UKIP leader Paul Nuttall will stand in General Election, but where?
Mr Nuttall says he "wasn't really unsure" about whether to stand, following accusations from opponents that he was wavering.
Thursday 27 April 2017 20:17, UK
UKIP leader Paul Nuttall has insisted he will be a candidate in the General Election after accusations that he was running scared.
"As the leader of the party I will be, obviously, leading the party into battle as I have done many times in the past," he said in a radio interview.
Mr Nuttall said he would reveal which constituency he will fight in the next 48 hours, but it is thought he may run in Hartlepool, where UKIP was only 3,000 votes behind Labour in 2015.
This week Mr Nuttall's election plans have veered from soap opera to farce as he was forced to barricade himself in a hotel room as he attempted to dodge questions from journalists.
Mr Nuttall, an MEP since 2009 who succeeded Nigel Farage as UKIP leader after a shambolic period of leadership changes following the EU referendum, has stood for Parliament unsuccessfully five times.
He stood in Bootle, where he grew up, in the 2005, 2010 and 2015 general elections and in by-elections in Oldham East and Saddleworth in 2011 and Stoke-on-Trent Central in February this year.
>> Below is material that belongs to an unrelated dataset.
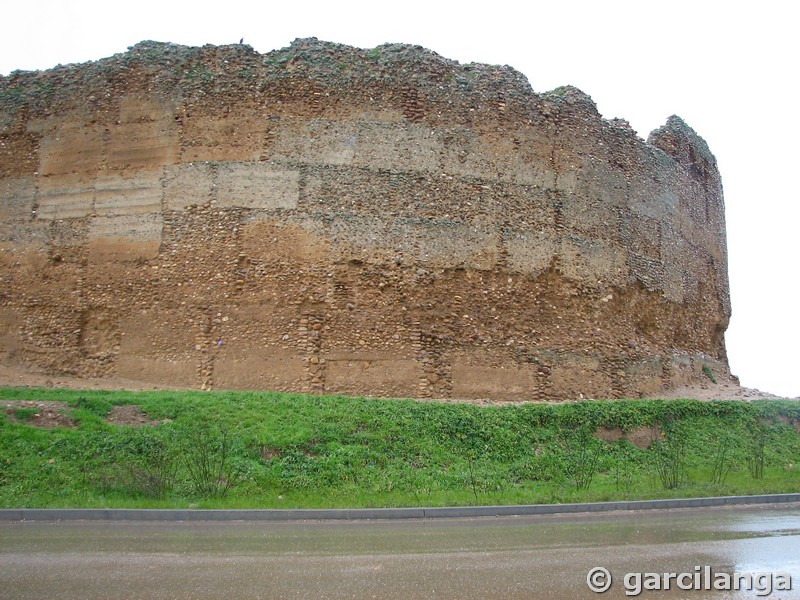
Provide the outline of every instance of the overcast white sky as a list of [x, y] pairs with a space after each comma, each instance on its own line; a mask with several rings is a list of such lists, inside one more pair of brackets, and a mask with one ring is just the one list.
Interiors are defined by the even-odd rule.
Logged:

The Stoke by-election was a particularly bruising contest for Mr Nuttall, who was dogged by accusations that he lied about being at the Hillsborough disaster in 1989 and about claims in his CV.
While he could have another crack at Stoke, Hartlepool looks a much better prospect, especially as popular local Labour MP Iain Wright, who chairs the Business Select Committee, is standing down.
Hartlepool is one of UKIP's top target seats, polling 11,052 votes there in 2015, narrowly behind Labour's 14,076, with the Conservatives trailing in third place on 8,256.
Other possibilities are Boston and Skegness, where UKIP was 4,000 behind the Tories in 2015, or Thurrock, a tight three-way marginal in Essex in the Thames area.
Or he could fight South Thanet, the seat contested by his predecessor Mr Farage in 2015, now the subject of police and Crown Prosecution Service inquiries into allegations of electoral fraud against the Tories.
In his radio interview with Iain Dale on LBC, Mr Nuttall denied accusations from political opponents that he was wavering about whether or not to stand in the General Election.
"I wasn't really unsure," he said. "I just had to take a decision as to what the party really needed me to do.
"I saw what happened with Nigel Farage in 2015, where he spent the majority of his time down in Thanet, and I basically had to take the decision as to whether the party needed me roaming the country and geeing up the branches and appearing on the media.
"It's quite difficult to do both when you're the leader of UKIP. We don't have a safe seat."